Diese Stilllegung traf Karibib in einer kritischen Zeit. Die Entscheidung für Usakos als Ausgangspunkt für die Otavi-Bahn in den Norden war schon früher gefallen. Damit kam Karibib auch als Standort für die Eisenbahn-Betriebsinspektion nicht mehr in Frage. In Omaruru war das Bezirksgericht eingerichtet worden.

Und jetzt, 1910, kamen neue Gefahren auf den jungen Ort zu: Neben der Stilllegung der Staatsbahn erwog das Gouvernement in Windhoek die Auflösung des Bezirksamtes, der Bezirk Karibib sollte künftig von Okahandja mitverwaltet werden. Das gab Aufregung und eine heftige Sondersitzung des Gemeinderats, auf der eine Stellungnahme beschlossen wurde. Die Schließung konnte mit Mühe abgewendet werden.

Ebenso bedrohlich war in diesem Jahr die Entscheidung, dass auf der langen Bahnstrecke zwischen Swakopmund und Windhoek künftig der Ort Usakos Übernachtungsstation sein sollte. Die Bahnfahrt dauerte damals insgesamt zwei Tage, und in Richtung zur Küste war die Strecke bis Usakos gerade an einem Tag zu schaffen – Karibib lag also nicht in der Mitte.

Wie lange würde es dauern, bis auch die Eisenbahnwerkstätten abgezogen würden?
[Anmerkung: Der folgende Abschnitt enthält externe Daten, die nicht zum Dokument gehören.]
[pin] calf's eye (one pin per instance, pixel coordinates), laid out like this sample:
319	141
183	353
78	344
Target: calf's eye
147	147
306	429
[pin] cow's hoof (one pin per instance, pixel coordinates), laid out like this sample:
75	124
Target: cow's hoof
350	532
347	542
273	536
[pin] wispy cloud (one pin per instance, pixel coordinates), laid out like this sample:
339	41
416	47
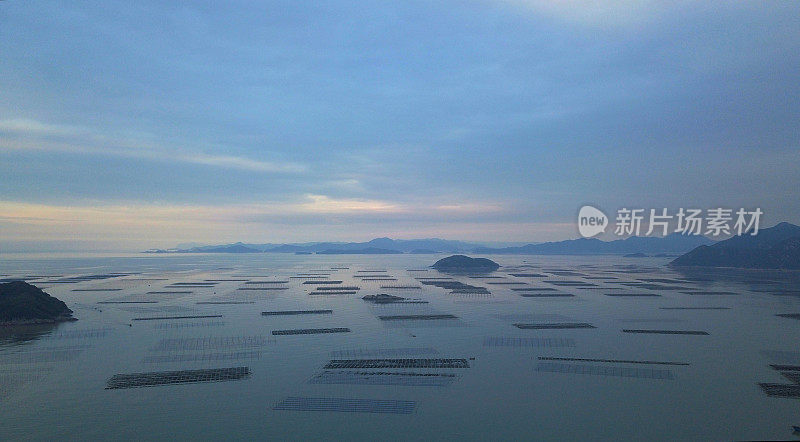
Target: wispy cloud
605	14
31	135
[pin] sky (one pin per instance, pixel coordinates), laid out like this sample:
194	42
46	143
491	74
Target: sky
133	125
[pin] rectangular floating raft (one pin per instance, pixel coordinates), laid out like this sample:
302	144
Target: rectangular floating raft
667	332
135	380
158	318
296	312
415	317
396	363
602	370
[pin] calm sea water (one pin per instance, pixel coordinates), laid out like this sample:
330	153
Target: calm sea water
53	379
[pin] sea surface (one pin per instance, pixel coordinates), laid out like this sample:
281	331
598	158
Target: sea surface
620	348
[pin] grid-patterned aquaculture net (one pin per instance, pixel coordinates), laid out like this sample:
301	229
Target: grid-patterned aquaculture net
396	363
507	341
202	357
135	380
333	292
211	343
602	370
41	356
172	325
311	331
346	405
384	378
613	361
360	352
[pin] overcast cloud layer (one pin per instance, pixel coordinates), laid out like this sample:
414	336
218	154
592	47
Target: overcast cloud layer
129	125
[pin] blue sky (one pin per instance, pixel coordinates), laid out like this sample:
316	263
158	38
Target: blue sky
128	125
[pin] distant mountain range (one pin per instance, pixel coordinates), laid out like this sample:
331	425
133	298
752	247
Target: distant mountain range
671	244
776	247
674	243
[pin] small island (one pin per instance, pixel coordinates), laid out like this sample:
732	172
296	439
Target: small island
462	263
22	303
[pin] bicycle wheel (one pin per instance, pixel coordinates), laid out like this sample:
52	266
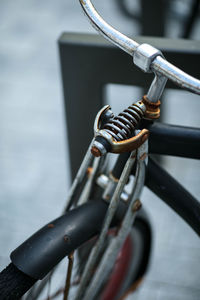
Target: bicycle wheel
87	221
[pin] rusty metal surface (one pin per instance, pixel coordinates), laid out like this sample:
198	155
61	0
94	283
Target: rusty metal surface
152	108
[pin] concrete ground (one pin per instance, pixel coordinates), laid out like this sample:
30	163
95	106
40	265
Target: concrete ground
34	169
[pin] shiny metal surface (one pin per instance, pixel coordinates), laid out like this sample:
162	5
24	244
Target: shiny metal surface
87	274
79	177
173	73
156	88
111	34
159	65
111	252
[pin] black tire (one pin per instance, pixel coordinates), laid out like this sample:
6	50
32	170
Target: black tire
15	283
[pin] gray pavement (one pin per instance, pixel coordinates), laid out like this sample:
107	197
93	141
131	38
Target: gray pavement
34	168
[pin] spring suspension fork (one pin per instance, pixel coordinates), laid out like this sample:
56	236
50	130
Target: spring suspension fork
115	135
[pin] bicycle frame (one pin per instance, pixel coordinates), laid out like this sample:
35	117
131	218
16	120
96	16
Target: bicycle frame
58	238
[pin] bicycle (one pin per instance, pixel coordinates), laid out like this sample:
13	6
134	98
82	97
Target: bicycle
109	137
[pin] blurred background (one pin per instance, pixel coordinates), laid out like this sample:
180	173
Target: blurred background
34	160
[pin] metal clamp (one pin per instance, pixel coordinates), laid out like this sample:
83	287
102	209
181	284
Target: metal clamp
144	56
105	140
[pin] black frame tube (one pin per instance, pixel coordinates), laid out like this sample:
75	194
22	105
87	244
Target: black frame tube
174	140
173	194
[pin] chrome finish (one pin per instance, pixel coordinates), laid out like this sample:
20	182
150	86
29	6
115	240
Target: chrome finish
110	255
159	65
89	184
79	177
144	55
121	127
87	274
176	75
102	181
106	30
100	147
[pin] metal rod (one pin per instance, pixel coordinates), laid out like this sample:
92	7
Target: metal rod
89	184
156	88
111	34
68	277
159	64
108	218
117	242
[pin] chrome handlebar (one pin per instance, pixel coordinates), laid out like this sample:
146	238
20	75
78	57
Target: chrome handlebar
159	65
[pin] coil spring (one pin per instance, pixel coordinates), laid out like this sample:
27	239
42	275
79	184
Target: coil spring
121	127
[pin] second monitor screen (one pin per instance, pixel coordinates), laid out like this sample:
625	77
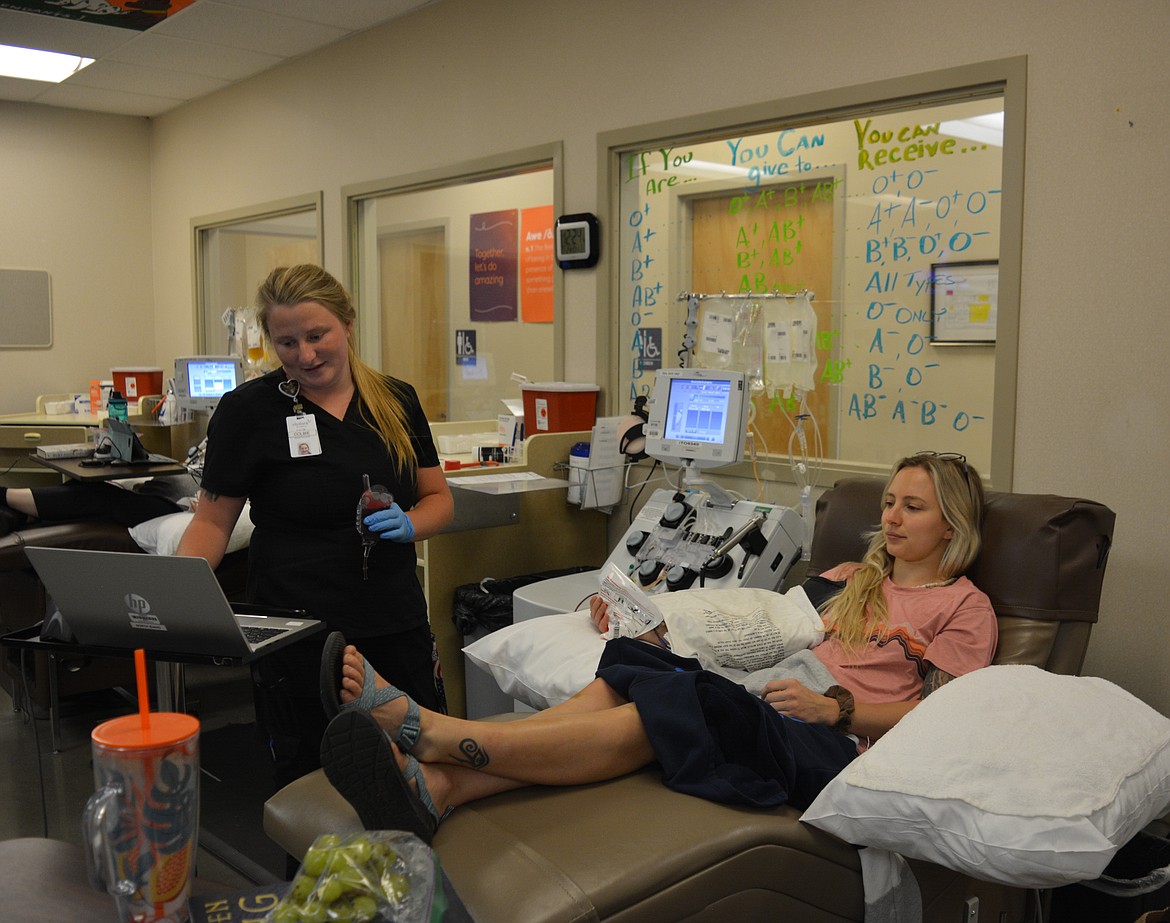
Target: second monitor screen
697	410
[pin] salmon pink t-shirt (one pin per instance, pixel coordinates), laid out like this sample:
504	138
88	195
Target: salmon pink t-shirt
952	627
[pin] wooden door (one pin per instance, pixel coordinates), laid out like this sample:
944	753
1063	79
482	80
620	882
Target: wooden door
413	277
778	239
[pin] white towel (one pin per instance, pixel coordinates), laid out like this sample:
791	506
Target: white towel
892	891
742	628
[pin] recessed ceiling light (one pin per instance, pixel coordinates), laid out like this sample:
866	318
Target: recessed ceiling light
28	63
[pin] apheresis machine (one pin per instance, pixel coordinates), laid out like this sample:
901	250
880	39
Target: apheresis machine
697	535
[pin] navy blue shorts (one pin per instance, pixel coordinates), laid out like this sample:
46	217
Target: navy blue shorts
714	738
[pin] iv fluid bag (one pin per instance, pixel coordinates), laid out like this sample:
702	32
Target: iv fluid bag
790	338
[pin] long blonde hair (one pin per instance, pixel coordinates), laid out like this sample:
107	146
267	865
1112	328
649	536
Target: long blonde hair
859	612
380	406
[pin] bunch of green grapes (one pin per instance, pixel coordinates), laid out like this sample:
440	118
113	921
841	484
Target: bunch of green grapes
344	881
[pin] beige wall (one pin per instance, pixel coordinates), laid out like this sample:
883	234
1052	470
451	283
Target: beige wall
75	201
462	80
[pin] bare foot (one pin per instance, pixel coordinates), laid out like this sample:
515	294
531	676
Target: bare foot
389	715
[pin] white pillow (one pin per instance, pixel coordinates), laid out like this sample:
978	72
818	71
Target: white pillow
541	661
1011	775
162	535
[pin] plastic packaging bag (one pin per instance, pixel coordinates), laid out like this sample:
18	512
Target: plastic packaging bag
631	611
373	876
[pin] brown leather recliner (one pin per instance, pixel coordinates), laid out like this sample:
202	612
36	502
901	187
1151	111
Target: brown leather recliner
631	849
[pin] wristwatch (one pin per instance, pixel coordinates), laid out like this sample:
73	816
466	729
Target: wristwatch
845	703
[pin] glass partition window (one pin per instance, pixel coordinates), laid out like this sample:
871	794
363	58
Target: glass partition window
455	286
234	253
848	267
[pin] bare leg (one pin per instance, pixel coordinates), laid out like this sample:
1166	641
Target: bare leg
594	736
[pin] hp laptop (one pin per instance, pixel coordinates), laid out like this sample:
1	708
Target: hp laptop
125	447
164	604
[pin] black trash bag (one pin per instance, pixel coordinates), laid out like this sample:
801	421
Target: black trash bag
487	605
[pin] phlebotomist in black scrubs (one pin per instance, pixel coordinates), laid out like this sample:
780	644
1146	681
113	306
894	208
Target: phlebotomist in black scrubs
305	443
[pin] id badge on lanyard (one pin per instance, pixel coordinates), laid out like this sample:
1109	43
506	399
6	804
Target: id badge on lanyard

Für die Weißen in Karibib – und nur um die ging es in jenen Tagen – stand viel auf dem Spiel.

Seit 1907 bestand eine deutsche Schule. Es gab Telefon und Wasserleitungen, ein Krankenhaus und drei Genossenschaften. Die Kirche war gerade eingeweiht worden. Das reiche Vereinsleben mit Schützenverein, Kriegerverein, Turnverein usw. konnte mit einer Kleinstadt des kaiserlichen Deutschland durchaus mithalten. Die sechs Hotels sorgten für den geselligen Rahmen. Es war ein blühendes Karibib, das 1908 zu Ehren des Staatssekretärs Dernburg einen „Festkommers“ gab. Für Ruhe und Ordnung sorgten als Hilfskräfte Hereropolizisten mit roten Schärpen, und im Hotelsaal spielte eine „Kaffernkapelle“ die populäre Weise „Trinken wir noch ein Tröpfchen aus dem kleinen Henkeltöpfchen ...“

Schwer vorstellbar ist das alles heute. Fast leblos liegt Karibib in dieser Dornbuschsteppe. Wer hier entlangfährt, der strebt zur Küste, hat kein Interesse, in diesem Ort zu verweilen.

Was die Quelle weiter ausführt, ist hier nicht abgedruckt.